Since I was a small child, I have always loved going to the market. Growing up in Edinburgh, one of my fondest memories is going along to Ingilston Market with my mum to see what bargain beanies baby I could get while also looking forward to my burger I would beg my mum for and then never manage to finish.
Then when we moved to Perth, and we had the farmers market. So every first Saturday of every month after dancing, I would take myself down to Perth high street taking samples of every single thing I could get. Also, fun fact, I met Prince Charles at that market and was on the front page of two of Perthshires biggest newspapers with him. I then managed to trick friends that I was going to the royal wedding, lol.
Anyway, this story. The other day when I was on my lunch break I decided to see what markets there were in and around the Glasgow area. Because we have all heard of the Barras, but I was sure there had to be more. And guess what, there are.
This week we decided to go along to Queens Park, mainly because I love it around there and I wanted to see some dogs, but also because it looked amazing. Turns out, it isn’t that busy or big when it is raining. So rainy in fact that your umbrella gets caught up in a windy tangle. Nevertheless, it was still fantastic.

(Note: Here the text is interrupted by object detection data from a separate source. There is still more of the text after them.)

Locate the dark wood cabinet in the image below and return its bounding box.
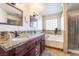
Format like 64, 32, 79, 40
0, 35, 45, 56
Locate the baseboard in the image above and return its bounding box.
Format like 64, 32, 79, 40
45, 45, 63, 51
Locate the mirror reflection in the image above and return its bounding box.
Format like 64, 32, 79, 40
0, 3, 22, 26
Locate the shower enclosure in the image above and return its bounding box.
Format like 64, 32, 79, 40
68, 15, 79, 51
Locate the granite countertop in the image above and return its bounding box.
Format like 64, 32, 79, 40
0, 33, 44, 51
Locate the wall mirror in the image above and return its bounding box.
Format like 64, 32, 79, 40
0, 3, 23, 26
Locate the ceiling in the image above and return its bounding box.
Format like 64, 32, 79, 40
25, 3, 63, 16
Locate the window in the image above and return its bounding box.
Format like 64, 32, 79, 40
46, 19, 57, 30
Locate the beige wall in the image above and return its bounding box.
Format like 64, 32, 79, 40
43, 12, 62, 30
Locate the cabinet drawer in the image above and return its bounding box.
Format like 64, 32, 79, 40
15, 42, 35, 55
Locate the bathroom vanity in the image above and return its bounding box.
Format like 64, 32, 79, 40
0, 33, 45, 56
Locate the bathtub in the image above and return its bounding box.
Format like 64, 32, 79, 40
45, 34, 64, 49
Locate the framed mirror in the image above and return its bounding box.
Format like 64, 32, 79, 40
0, 3, 23, 26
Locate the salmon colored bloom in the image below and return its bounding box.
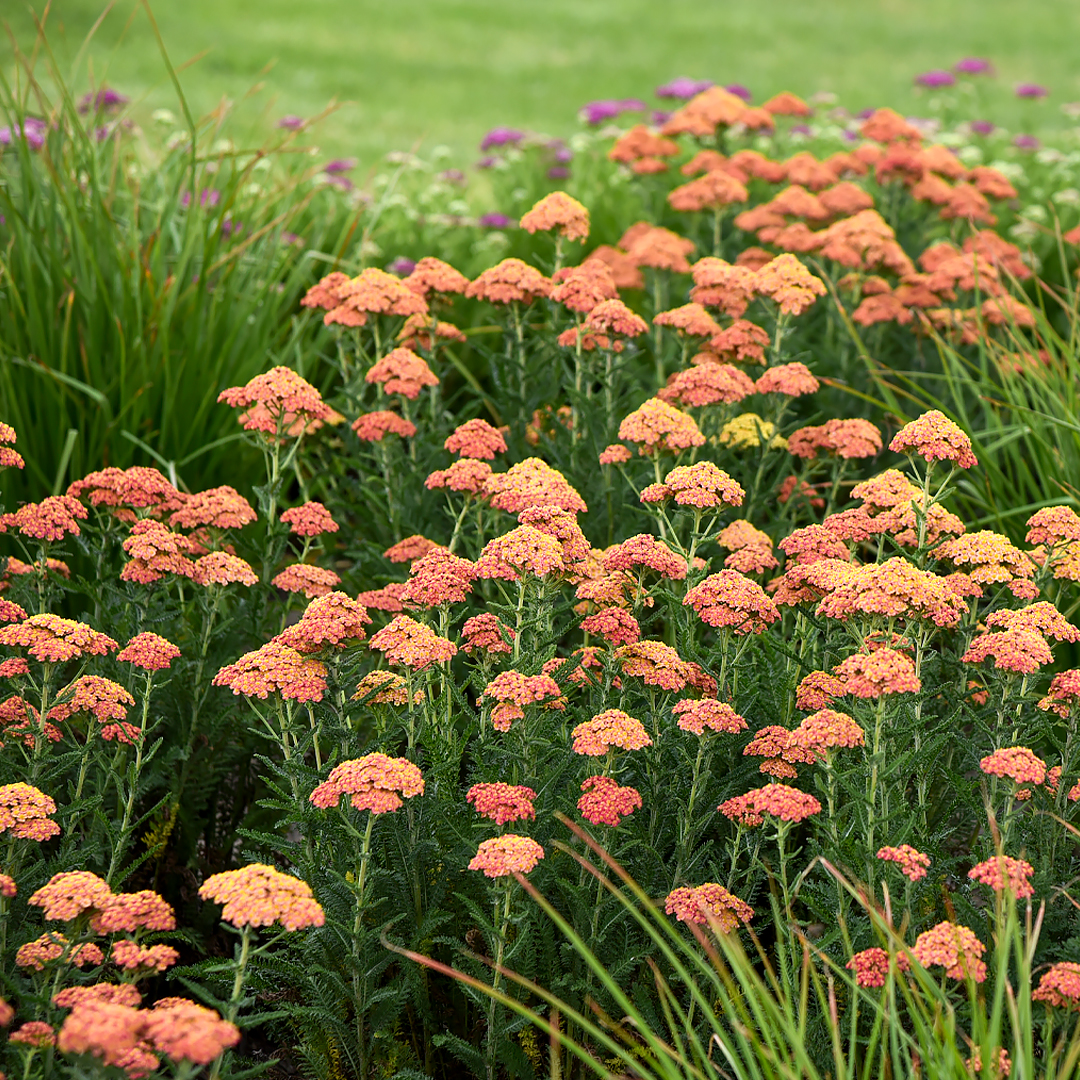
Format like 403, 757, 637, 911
578, 777, 642, 828
755, 363, 821, 397
657, 364, 755, 408
519, 191, 589, 240
487, 458, 589, 514
0, 611, 117, 663
368, 615, 458, 671
615, 642, 694, 693
1031, 960, 1080, 1009
978, 746, 1047, 784
465, 783, 537, 825
364, 347, 438, 400
877, 843, 930, 881
0, 495, 86, 541
191, 551, 259, 588
461, 612, 517, 656
717, 784, 821, 825
311, 753, 423, 814
351, 410, 419, 443
571, 708, 652, 757
469, 833, 543, 878
443, 419, 507, 461
960, 630, 1054, 675
833, 649, 922, 698
199, 863, 325, 930
672, 698, 747, 735
912, 922, 986, 983
213, 642, 326, 702
465, 259, 551, 303
683, 570, 780, 635
403, 255, 469, 298
968, 855, 1035, 900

There were stalls filled with food and the smells flowed through me like I needed to buy each and every thing there. Don’t worry I didn’t. Mainly because it’s the week before pay day, but also because I couldn’t possibly eat that amount of food. There were two stalls that really caught Greg and I, for two reason. First the smells and second the wonderful salespeople at the other side of the stalls.
The Indian food we tried was incredible. Although cold, it was like no other I have ever tried. The woman there told me it is old recipes she was taught as a child and that they are traditional home cooked meals. We dipped out nans in and tasted three of the six or seven that were there and holy moly – the flavours were incredible. It was as if there were fireworks in my mouth of flavour after flavour. Sadly though, we didn’t buy any.
Instead, we went to my favourite of the stalls – the French stall. Filled with olives, pesto, sundried tomatoes, garlic and bread. So of course we tried everything with the kind guy repeating that the French don’t look and buy, they taste. He chopped more cheese for us and told us different mixes of things to try. And then we ended up buying lots of bits and bobs and going home and creating a picnic.
Overall – a success. And a beautiful one at that. So how do you get there? There are two options. You can either get the train to Crossmyloof (great name FYI) or you can the train to Queens Park and then wander through the beautiful park (filled with so many dogs by the way) and stumble across it.
There is also a lot to do in and around that area. There are loads of cafes, including the Gladrags Cafe and shop that you can visit as well as a number of charity shops filled with amazing bargains and goodies that you just wouldn’t find in the city centre.